Events & News

Lüchow’s Papers Preserved: Jack Taylor Donates Collection

October 14, 2009
Article from Fall 2009 Newsletter

NYPAP is pleased to announce our receipt of Jack Taylor’s papers on the struggle to save Lüchow’s restaurant. This generous and thoughtful donation is valuable both for current activists and for those interested in NYC’s recent history.

A former copy editor at Family Circle, Jack Taylor became involved in preservation after transitioning to freelance work and noticing the myriad changes then occurring in his Gramercy-Union Square neighborhood. Beginning in the 1980s, he became one of New York’s most ardent preservation activists. Working with the Union Square Community Coalition, Mr. Taylor also led the Drive to Protect the Ladies’ Mile, an effort which happily resulted in the 1989 designation of the Ladies’ Mile Historic District.

Lüchow’s, the 14th street eatery that once served as a gathering place for the city’s German-American community, was demolished in 1995 after a protracted struggle between preservationists and developers. Built in 1882 by immigrant August Guido Lüchow, the restaurant featured authentic German cuisine and an impressive German Baroque interior. There was also an open beer garden in the back. The restaurant regularly played host to gatherings of the city’s musical community – composers Victor Herbert, Antonín Dvořák, and actress Lillian Russell – were just some of its famous guests – and was the traditional lunch spot for the workers of the nearby Steinway Piano Company. Lüchow’s was also quite popular with neighborhood families, including that of a young Jack Taylor.

When new owners moved the restaurant uptown in 1982, the building was abandoned and neglected. A series of ownership changes contributed to the deterioration of the structure, while new zoning regulations made it possible to replace the small restaurant with a larger, more profitable new building. As part of the Union Square Community Coalition, Jack Taylor led the effort to landmark the three-story brownstone, citing the restaurant’s architectural significance and its place in the hearts of many New Yorkers. He recruited famous New Yorkers like Woody Allen and headed a successful letter-writing campaign. Though the Landmarks Preservation Commission held three hearings on the building, they failed to act before it was too late. Unfortunately, in 1994, a mysterious fire destroyed most of what remained of Lüchow’s. The site is now home to a New York University dormitory.

The demise of Lüchow’s is one of the greater tragedies in preservation’s recent history, yet its story is instructive for contemporary preservationists. Part of the mission of the New York Preservation Archive Project is to celebrate preservation’s past so that we might learn from it in planning for the future. Mr. Taylor’s gift is thus immensely valuable to contemporary preservationists.

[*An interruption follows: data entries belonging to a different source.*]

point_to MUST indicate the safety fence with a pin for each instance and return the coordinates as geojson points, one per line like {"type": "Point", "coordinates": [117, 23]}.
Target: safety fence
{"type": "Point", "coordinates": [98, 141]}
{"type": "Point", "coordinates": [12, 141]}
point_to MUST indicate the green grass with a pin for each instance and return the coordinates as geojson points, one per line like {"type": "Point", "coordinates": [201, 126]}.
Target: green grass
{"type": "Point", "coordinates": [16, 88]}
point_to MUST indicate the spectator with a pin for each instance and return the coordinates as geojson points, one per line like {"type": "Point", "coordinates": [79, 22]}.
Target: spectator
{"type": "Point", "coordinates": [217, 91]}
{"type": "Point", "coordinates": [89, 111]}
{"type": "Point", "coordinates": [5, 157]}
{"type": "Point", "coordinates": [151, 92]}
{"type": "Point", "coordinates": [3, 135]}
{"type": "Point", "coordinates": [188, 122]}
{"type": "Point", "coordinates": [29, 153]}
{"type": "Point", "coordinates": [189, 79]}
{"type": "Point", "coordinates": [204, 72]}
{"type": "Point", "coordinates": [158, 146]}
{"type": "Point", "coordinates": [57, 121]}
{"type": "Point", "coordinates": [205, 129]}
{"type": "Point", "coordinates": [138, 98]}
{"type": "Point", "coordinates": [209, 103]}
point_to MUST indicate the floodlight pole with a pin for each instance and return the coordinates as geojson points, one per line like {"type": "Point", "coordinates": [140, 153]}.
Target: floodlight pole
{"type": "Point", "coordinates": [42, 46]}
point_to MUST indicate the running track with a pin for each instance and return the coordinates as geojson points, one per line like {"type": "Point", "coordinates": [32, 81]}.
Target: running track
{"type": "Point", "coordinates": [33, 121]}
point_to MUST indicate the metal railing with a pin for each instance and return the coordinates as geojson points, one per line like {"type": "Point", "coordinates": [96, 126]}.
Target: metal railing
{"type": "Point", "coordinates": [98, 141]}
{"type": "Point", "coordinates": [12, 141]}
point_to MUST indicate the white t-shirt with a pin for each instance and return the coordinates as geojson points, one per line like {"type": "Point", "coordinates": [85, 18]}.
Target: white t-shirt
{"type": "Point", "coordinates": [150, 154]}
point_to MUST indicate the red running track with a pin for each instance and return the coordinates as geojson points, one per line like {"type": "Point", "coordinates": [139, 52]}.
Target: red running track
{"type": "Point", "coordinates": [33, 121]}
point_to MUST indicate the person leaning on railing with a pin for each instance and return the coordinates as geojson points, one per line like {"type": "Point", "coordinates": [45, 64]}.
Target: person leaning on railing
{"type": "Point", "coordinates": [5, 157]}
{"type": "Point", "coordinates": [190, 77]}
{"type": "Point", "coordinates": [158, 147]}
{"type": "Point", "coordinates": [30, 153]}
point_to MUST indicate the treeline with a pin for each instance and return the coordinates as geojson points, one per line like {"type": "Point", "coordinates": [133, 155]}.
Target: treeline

NYPAP Intern Melissa Umberger created a detailed finding aid to assist researchers and archivists interested in the Lüchow’s papers. The collection includes dozens of newspaper stories, from feature articles to small blurbs, chronicling the battle over the fate of the building. Numerous photographs of the interior depict the restaurant as it was at the height of its glamour, while unique postcards and menus provide a feel for how it must have felt to visit Lüchow’s. The papers also contain enlightening correspondence between Mr. Taylor and a variety of preservation advocates, revealing the strategies and politics behind the preservation campaign. All of these items are essential viewing for anyone interested in NYC’s recent preservation movement.

Mr. Taylor has long been a friend of NYPAP and two oral histories with him are available on the NYPAP website. We are grateful to have him as a still-powerful force in New York’s preservation community.